Ugandan health minister, Jane Ruth Aceng, told Globe Afrique that a rapid response team comprising members from the ministry of health, World Health Organization (WHO) and the Center for Disease Control is in Kasese to increase efforts by medical teams already in the area.
The minister said the team will continue with various activities including contact tracing and case management.
According to the ministry of health, the boy returned to Uganda on June 10 with his mother who had gone to the DRC to nurse her father who had succumbed to Ebola.

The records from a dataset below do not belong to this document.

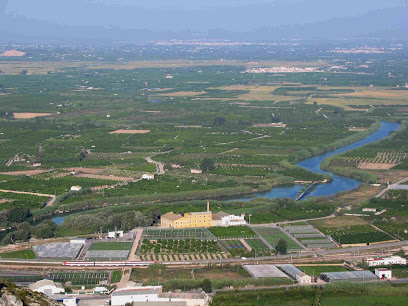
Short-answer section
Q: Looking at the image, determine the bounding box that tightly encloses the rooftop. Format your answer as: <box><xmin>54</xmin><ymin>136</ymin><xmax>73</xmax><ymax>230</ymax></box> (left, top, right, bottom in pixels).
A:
<box><xmin>161</xmin><ymin>212</ymin><xmax>183</xmax><ymax>221</ymax></box>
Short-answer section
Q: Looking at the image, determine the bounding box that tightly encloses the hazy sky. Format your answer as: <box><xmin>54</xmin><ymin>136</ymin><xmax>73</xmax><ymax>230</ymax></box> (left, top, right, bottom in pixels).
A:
<box><xmin>0</xmin><ymin>0</ymin><xmax>408</xmax><ymax>31</ymax></box>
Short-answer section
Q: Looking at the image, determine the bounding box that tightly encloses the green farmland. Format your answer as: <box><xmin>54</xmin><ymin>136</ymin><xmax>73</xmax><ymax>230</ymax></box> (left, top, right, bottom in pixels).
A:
<box><xmin>89</xmin><ymin>242</ymin><xmax>132</xmax><ymax>251</ymax></box>
<box><xmin>255</xmin><ymin>227</ymin><xmax>302</xmax><ymax>251</ymax></box>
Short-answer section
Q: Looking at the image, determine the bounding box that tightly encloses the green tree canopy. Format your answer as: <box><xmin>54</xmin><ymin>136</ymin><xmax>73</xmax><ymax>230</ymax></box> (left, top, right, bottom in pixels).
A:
<box><xmin>200</xmin><ymin>157</ymin><xmax>215</xmax><ymax>172</ymax></box>
<box><xmin>276</xmin><ymin>239</ymin><xmax>288</xmax><ymax>255</ymax></box>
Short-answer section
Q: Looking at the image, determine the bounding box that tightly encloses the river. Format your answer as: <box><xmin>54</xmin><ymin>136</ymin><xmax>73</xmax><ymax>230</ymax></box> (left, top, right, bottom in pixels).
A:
<box><xmin>228</xmin><ymin>122</ymin><xmax>400</xmax><ymax>202</ymax></box>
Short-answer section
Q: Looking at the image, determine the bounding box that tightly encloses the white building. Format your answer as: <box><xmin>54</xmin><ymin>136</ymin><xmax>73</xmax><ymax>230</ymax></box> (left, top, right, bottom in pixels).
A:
<box><xmin>142</xmin><ymin>173</ymin><xmax>154</xmax><ymax>181</ymax></box>
<box><xmin>366</xmin><ymin>256</ymin><xmax>407</xmax><ymax>267</ymax></box>
<box><xmin>28</xmin><ymin>279</ymin><xmax>65</xmax><ymax>295</ymax></box>
<box><xmin>296</xmin><ymin>272</ymin><xmax>312</xmax><ymax>284</ymax></box>
<box><xmin>363</xmin><ymin>207</ymin><xmax>377</xmax><ymax>212</ymax></box>
<box><xmin>111</xmin><ymin>286</ymin><xmax>207</xmax><ymax>306</ymax></box>
<box><xmin>375</xmin><ymin>268</ymin><xmax>392</xmax><ymax>279</ymax></box>
<box><xmin>190</xmin><ymin>169</ymin><xmax>203</xmax><ymax>174</ymax></box>
<box><xmin>108</xmin><ymin>231</ymin><xmax>123</xmax><ymax>238</ymax></box>
<box><xmin>49</xmin><ymin>294</ymin><xmax>78</xmax><ymax>306</ymax></box>
<box><xmin>212</xmin><ymin>211</ymin><xmax>247</xmax><ymax>226</ymax></box>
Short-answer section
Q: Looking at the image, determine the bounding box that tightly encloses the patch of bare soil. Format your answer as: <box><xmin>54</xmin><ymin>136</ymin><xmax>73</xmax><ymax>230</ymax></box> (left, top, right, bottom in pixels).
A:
<box><xmin>109</xmin><ymin>130</ymin><xmax>150</xmax><ymax>134</ymax></box>
<box><xmin>14</xmin><ymin>113</ymin><xmax>51</xmax><ymax>119</ymax></box>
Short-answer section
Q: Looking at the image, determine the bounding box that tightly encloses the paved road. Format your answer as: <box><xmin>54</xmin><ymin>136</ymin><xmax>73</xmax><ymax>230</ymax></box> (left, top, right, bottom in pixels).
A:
<box><xmin>375</xmin><ymin>177</ymin><xmax>408</xmax><ymax>198</ymax></box>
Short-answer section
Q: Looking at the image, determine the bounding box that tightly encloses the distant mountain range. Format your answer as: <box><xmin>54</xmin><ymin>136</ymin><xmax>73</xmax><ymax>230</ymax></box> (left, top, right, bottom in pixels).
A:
<box><xmin>0</xmin><ymin>7</ymin><xmax>408</xmax><ymax>43</ymax></box>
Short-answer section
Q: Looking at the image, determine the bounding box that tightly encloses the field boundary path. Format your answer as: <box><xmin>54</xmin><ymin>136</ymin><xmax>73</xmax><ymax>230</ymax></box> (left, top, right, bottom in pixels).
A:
<box><xmin>375</xmin><ymin>177</ymin><xmax>408</xmax><ymax>198</ymax></box>
<box><xmin>0</xmin><ymin>189</ymin><xmax>55</xmax><ymax>198</ymax></box>
<box><xmin>251</xmin><ymin>214</ymin><xmax>336</xmax><ymax>227</ymax></box>
<box><xmin>0</xmin><ymin>189</ymin><xmax>57</xmax><ymax>206</ymax></box>
<box><xmin>250</xmin><ymin>226</ymin><xmax>275</xmax><ymax>250</ymax></box>
<box><xmin>145</xmin><ymin>156</ymin><xmax>166</xmax><ymax>175</ymax></box>
<box><xmin>239</xmin><ymin>238</ymin><xmax>252</xmax><ymax>252</ymax></box>
<box><xmin>117</xmin><ymin>268</ymin><xmax>132</xmax><ymax>289</ymax></box>
<box><xmin>277</xmin><ymin>226</ymin><xmax>307</xmax><ymax>250</ymax></box>
<box><xmin>129</xmin><ymin>228</ymin><xmax>143</xmax><ymax>261</ymax></box>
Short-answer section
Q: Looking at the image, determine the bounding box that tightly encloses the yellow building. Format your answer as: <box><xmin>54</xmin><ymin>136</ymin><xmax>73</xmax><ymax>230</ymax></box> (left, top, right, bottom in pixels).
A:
<box><xmin>161</xmin><ymin>211</ymin><xmax>212</xmax><ymax>228</ymax></box>
<box><xmin>161</xmin><ymin>202</ymin><xmax>212</xmax><ymax>228</ymax></box>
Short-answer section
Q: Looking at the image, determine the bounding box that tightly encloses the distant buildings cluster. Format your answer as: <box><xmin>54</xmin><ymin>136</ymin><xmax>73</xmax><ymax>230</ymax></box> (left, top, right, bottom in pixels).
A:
<box><xmin>161</xmin><ymin>202</ymin><xmax>246</xmax><ymax>228</ymax></box>
<box><xmin>245</xmin><ymin>67</ymin><xmax>320</xmax><ymax>73</ymax></box>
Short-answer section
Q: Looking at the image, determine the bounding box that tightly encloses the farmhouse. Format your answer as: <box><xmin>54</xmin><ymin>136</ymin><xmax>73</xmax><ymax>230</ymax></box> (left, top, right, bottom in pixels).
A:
<box><xmin>212</xmin><ymin>211</ymin><xmax>246</xmax><ymax>226</ymax></box>
<box><xmin>28</xmin><ymin>279</ymin><xmax>65</xmax><ymax>295</ymax></box>
<box><xmin>375</xmin><ymin>268</ymin><xmax>392</xmax><ymax>279</ymax></box>
<box><xmin>108</xmin><ymin>231</ymin><xmax>123</xmax><ymax>238</ymax></box>
<box><xmin>161</xmin><ymin>202</ymin><xmax>212</xmax><ymax>228</ymax></box>
<box><xmin>366</xmin><ymin>256</ymin><xmax>407</xmax><ymax>267</ymax></box>
<box><xmin>142</xmin><ymin>173</ymin><xmax>154</xmax><ymax>181</ymax></box>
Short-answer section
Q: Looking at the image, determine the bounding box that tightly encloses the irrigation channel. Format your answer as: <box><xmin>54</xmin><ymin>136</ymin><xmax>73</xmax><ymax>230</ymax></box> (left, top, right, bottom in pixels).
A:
<box><xmin>52</xmin><ymin>122</ymin><xmax>400</xmax><ymax>224</ymax></box>
<box><xmin>229</xmin><ymin>122</ymin><xmax>400</xmax><ymax>202</ymax></box>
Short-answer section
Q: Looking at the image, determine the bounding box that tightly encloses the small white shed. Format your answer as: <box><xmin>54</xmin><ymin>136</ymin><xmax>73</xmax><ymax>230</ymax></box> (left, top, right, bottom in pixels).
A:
<box><xmin>375</xmin><ymin>268</ymin><xmax>392</xmax><ymax>279</ymax></box>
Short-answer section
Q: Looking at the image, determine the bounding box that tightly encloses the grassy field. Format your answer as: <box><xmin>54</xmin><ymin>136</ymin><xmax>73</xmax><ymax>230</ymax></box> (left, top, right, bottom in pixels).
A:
<box><xmin>297</xmin><ymin>266</ymin><xmax>348</xmax><ymax>277</ymax></box>
<box><xmin>256</xmin><ymin>227</ymin><xmax>302</xmax><ymax>250</ymax></box>
<box><xmin>321</xmin><ymin>295</ymin><xmax>407</xmax><ymax>306</ymax></box>
<box><xmin>208</xmin><ymin>226</ymin><xmax>256</xmax><ymax>238</ymax></box>
<box><xmin>245</xmin><ymin>239</ymin><xmax>268</xmax><ymax>252</ymax></box>
<box><xmin>310</xmin><ymin>216</ymin><xmax>394</xmax><ymax>244</ymax></box>
<box><xmin>89</xmin><ymin>242</ymin><xmax>132</xmax><ymax>251</ymax></box>
<box><xmin>0</xmin><ymin>250</ymin><xmax>36</xmax><ymax>259</ymax></box>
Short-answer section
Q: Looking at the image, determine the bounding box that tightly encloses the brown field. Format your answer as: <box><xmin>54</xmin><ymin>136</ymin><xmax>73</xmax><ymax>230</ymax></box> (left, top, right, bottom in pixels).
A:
<box><xmin>0</xmin><ymin>59</ymin><xmax>327</xmax><ymax>74</ymax></box>
<box><xmin>210</xmin><ymin>85</ymin><xmax>299</xmax><ymax>101</ymax></box>
<box><xmin>307</xmin><ymin>87</ymin><xmax>408</xmax><ymax>107</ymax></box>
<box><xmin>0</xmin><ymin>170</ymin><xmax>48</xmax><ymax>176</ymax></box>
<box><xmin>64</xmin><ymin>167</ymin><xmax>105</xmax><ymax>174</ymax></box>
<box><xmin>358</xmin><ymin>162</ymin><xmax>397</xmax><ymax>170</ymax></box>
<box><xmin>75</xmin><ymin>173</ymin><xmax>132</xmax><ymax>182</ymax></box>
<box><xmin>310</xmin><ymin>216</ymin><xmax>367</xmax><ymax>227</ymax></box>
<box><xmin>175</xmin><ymin>125</ymin><xmax>203</xmax><ymax>129</ymax></box>
<box><xmin>109</xmin><ymin>130</ymin><xmax>150</xmax><ymax>134</ymax></box>
<box><xmin>1</xmin><ymin>50</ymin><xmax>26</xmax><ymax>57</ymax></box>
<box><xmin>14</xmin><ymin>113</ymin><xmax>52</xmax><ymax>119</ymax></box>
<box><xmin>160</xmin><ymin>91</ymin><xmax>205</xmax><ymax>97</ymax></box>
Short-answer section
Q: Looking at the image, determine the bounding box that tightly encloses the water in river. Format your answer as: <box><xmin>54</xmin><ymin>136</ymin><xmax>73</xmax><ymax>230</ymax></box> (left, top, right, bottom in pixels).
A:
<box><xmin>230</xmin><ymin>122</ymin><xmax>399</xmax><ymax>201</ymax></box>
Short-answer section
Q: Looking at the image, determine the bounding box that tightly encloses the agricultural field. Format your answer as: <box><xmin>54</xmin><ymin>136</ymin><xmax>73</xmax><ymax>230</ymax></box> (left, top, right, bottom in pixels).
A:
<box><xmin>245</xmin><ymin>239</ymin><xmax>269</xmax><ymax>253</ymax></box>
<box><xmin>143</xmin><ymin>228</ymin><xmax>215</xmax><ymax>240</ymax></box>
<box><xmin>311</xmin><ymin>216</ymin><xmax>394</xmax><ymax>245</ymax></box>
<box><xmin>208</xmin><ymin>225</ymin><xmax>257</xmax><ymax>238</ymax></box>
<box><xmin>284</xmin><ymin>224</ymin><xmax>335</xmax><ymax>249</ymax></box>
<box><xmin>89</xmin><ymin>242</ymin><xmax>132</xmax><ymax>251</ymax></box>
<box><xmin>254</xmin><ymin>227</ymin><xmax>302</xmax><ymax>251</ymax></box>
<box><xmin>297</xmin><ymin>266</ymin><xmax>349</xmax><ymax>277</ymax></box>
<box><xmin>140</xmin><ymin>239</ymin><xmax>222</xmax><ymax>258</ymax></box>
<box><xmin>0</xmin><ymin>42</ymin><xmax>408</xmax><ymax>253</ymax></box>
<box><xmin>130</xmin><ymin>264</ymin><xmax>293</xmax><ymax>291</ymax></box>
<box><xmin>0</xmin><ymin>250</ymin><xmax>36</xmax><ymax>259</ymax></box>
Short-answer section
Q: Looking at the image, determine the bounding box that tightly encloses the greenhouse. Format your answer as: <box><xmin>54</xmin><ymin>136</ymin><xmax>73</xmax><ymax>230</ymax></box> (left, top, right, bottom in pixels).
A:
<box><xmin>320</xmin><ymin>271</ymin><xmax>377</xmax><ymax>283</ymax></box>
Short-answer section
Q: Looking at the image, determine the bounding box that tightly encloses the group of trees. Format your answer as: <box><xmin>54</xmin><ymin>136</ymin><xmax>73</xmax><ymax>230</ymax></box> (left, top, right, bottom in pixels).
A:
<box><xmin>60</xmin><ymin>207</ymin><xmax>160</xmax><ymax>233</ymax></box>
<box><xmin>1</xmin><ymin>220</ymin><xmax>57</xmax><ymax>244</ymax></box>
<box><xmin>0</xmin><ymin>111</ymin><xmax>14</xmax><ymax>119</ymax></box>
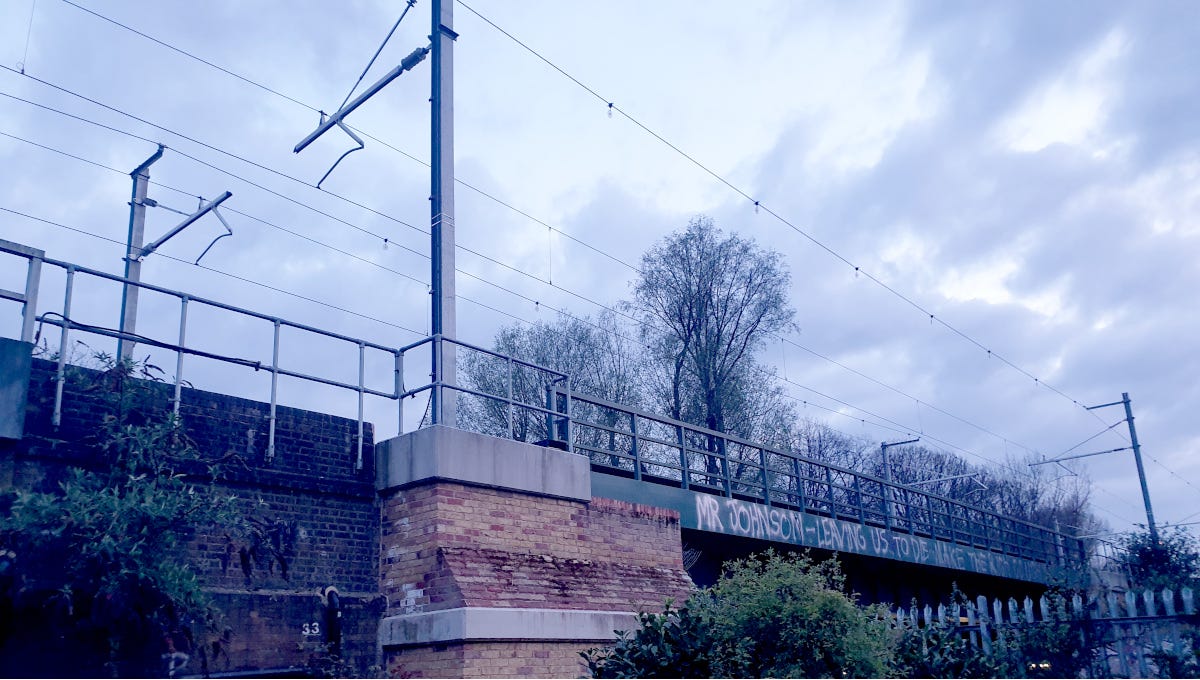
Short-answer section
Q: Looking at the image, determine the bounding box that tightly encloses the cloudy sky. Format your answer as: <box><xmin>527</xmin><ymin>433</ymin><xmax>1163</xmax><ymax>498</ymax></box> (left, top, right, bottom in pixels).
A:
<box><xmin>0</xmin><ymin>0</ymin><xmax>1200</xmax><ymax>539</ymax></box>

Minister Aceng said beginning June 14, the contacts to the index case and other non-vaccinated frontline health workers would be vaccinated against the disease.
“The ministry would like to assure the public that the vaccine that will be given is very safe and effective. Contacts and frontline workers should willingly take the vaccine for their own and family protection,” she said.
She said the country’s preparedness has been switched to a response mode, urging the public to cooperate with officials to prevent further spread of Ebola to other parts of the country.
“With the experience and expertise available in the country and the over 10 months of preparedness, the disease will be contained,” Aceng said. “We appeal to the public to remain calm and report any suspected cases to the nearest health facility.”
According to WHO, Uganda has previous experience in managing Ebola outbreaks.
Ebola is a highly infectious disease spread through body contact with an infected person. It presents symptoms including high fever, bleeding, diarrhea and red eyes, among others, according to the WHO.
Mortality rates of Ebola fever, according to the health body are extremely high, with the human case fatality rate ranging from 50 percent to 89 percent, depending on viral subtype.